Traditional Risks Require Specialist Approach
The recent upheaval in the commercial property market has thrown an important industry question into sharp relief: how can it stay relevant and continue protecting customers in the face of such a challenging, complex risk landscape?
Nationwide’s Russ Johnston discusses how E&S can help meet insureds’ needs and why the industry should apply the specialization common in the E&S market to standard commercial to adapt to the unique risks emerging today.
The risk landscape continues to evolve and change with greater speed. Today it’s weather and economic trends, tomorrow it could be something else. Regulators in today’s world face a serious challenge: how to make sure that the carriers they regulate stay solvent while also providing for a fair and fully functioning market for consumers. With the risk landscape changing at such a rapid pace over the last 5-10 years, it is clearly driving more business into the E&S market. Some of that business will likely never leave the E&S market. No matter what, our agents, brokers and customers will have unique risks that require specialized solutions.
As a carrier, we are expanding our specialized approach to our standard commercial lines across product, underwriting and claims. Focusing on industry specialization will allow us to meet and serve the market in a very targeted way.
As we’ve learned, widespread catastrophic damage related to climate change is now the norm. It’s not a matter of if a severe weather event will happen–it’s a matter of when and where. This makes weather-related insurance needs more complex. E&S carriers understand and are designed to solve complex risks, so they’ve provided more capacity and more customers have moved in that direction.
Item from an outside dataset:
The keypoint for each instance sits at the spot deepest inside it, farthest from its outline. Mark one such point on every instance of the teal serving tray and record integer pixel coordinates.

Along with groups like the Insurance Institute for Business and Home Safety (IBHS), Nationwide has been an advocate for building codes that require construction companies to erect buildings that can withstand stronger weather events. It’s smart, sensible public policy that may allow standard personal and commercial lines carriers to return to these markets.
Depending on where you are in the distribution universe, specialization shows up differently. In small commercial, specialization is about understanding how your agents deliver solutions to customers and respond to them consistently and quickly. For our distribution partners who focus on middle market and specialty, it’s about having industry expertise throughout your journey: selecting the right products and coverages tailored to your specific needs, improving safety and prevention with loss control, or working with a claim professional who understands your industry.
In our E&S business, it’s about facing off with our wholesalers and addressing complex products liability needs all the way to delivering property solutions in some of the most challenging geographies from a hurricane perspective. While the approach to each line of business may be a little different, we are focused on customers who value protection and service for complex needs, and we’re delivering solutions that leverage our unique breadth.